Nie trzeba chodzić do kina na najnowsze filmy. Trafią prosto do sieci
Zamknięte kina to koszmar przemysłu filmowego, który znajduje się obecnie w fatalnej sytuacji. Universal znalazł zaskakujące rozwiązanie i nie wykluczone, że kolejni dystrybutorzy pójdą jego śladem.
Miniony weekend był najgorszym od ponad 20 lat, jeśli chodzi o wyniki w amerykańskim box office. Strach przed koronawirusem sparaliżował branżę rozrywkową i trzeba się liczyć z tym, że Hollywood odnotuje do końca roku wielomiliardowe straty. Bez premier kinowych nie ma szans na dobre wyniki sprzedażowe. Universal wziął to pod uwagę i postanowił wypuścić swoje najnowsze produkcje prosto do dystrybucji cyfrowej (VOD), by każdy mógł je obejrzeć we własnym domu. Oczywiście po uiszczeniu opłaty.

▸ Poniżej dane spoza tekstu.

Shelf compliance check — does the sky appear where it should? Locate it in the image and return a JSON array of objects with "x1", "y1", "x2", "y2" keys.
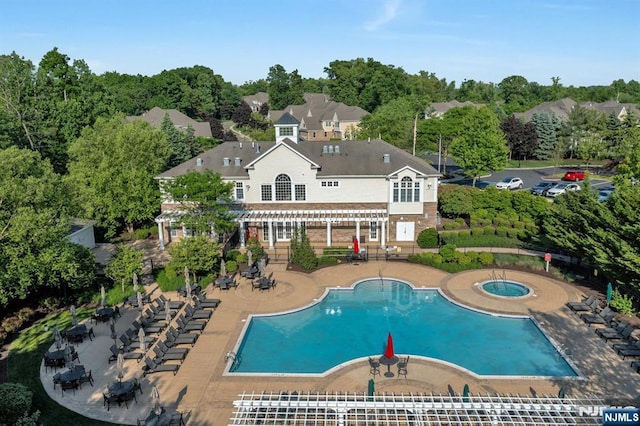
[{"x1": 0, "y1": 0, "x2": 640, "y2": 86}]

W najbliższy piątek, 20 marca, bez wychodzenia z domu będzie można obejrzeć "Niewidzialnego człowieka", "Polowanie" i "Emma". Ten pierwszy wszedł do polskich kin 6 marca, pozostałe dopiero w zeszły piątek zadebiutowały w USA. Universal planuje udostępniać je na platformie VOD za 19,99 dol. (ok. 80 zł). To więcej niż cena jednego biletu w dowolnym amerykańskim kinie. Ale w tym wypadku otrzymujemy dostęp na 48 godz. i oczywiście można urządzić sobie seans w rodzinnym gronie.
Zobacz także: Przerażający, brutalny, od początku do końca trzyma za gardło. "Niewidzialny człowiek" to wasz nowy ulubiony horror
Oprócz dwóch wspomnianych tytułów Universal już zapowiedział cyfrową premierę kwietniowej nowości. Mowa o filmie "Trolle 2", który miał trafić do kin 10 kwietnia. Ale w obecnej sytuacji nie można liczyć na pełne sale (jeżeli w ogóle będą otwarte). Z tego względu "Trolle 2" od razu trafią na platformę VOD na takich samych zasadach jak "Niewidzialny człowiek", "Emma" i "Polowanie".
Czas pokaże, czy taka awaryjna metoda dystrybuowania filmowych nowości będzie konieczna w przypadku kolejnych tytułów. Niektóre wytwórnie już uciekły przed koronawirusem, przesuwając premierę o kilka miesięcy ("Nie czas umierać"), a nawet o cały rok ("Szybcy i wściekli 9").
Niewykluczone jednak, że w ślad za Universalem podążą inni dystrybutorzy. Tego życzyłaby sobie np. Cathy Yan, reżyserka filmu "Ptaki nocy (i fantastyczna emancypacja pewnej Harley Quinn)". Jej produkcja trafiła do amerykańskich kin 25 stycznia (w Polsce 7 lutego) i zarobiła dotychczas 198 mln dol. "Nie miałabym nic przeciwko wypuszczenia 'Ptaków nocy' na VOD wcześniej" – napisała Yan na Twitterze. Ale oczywiście decyzja należy do Warner Bros.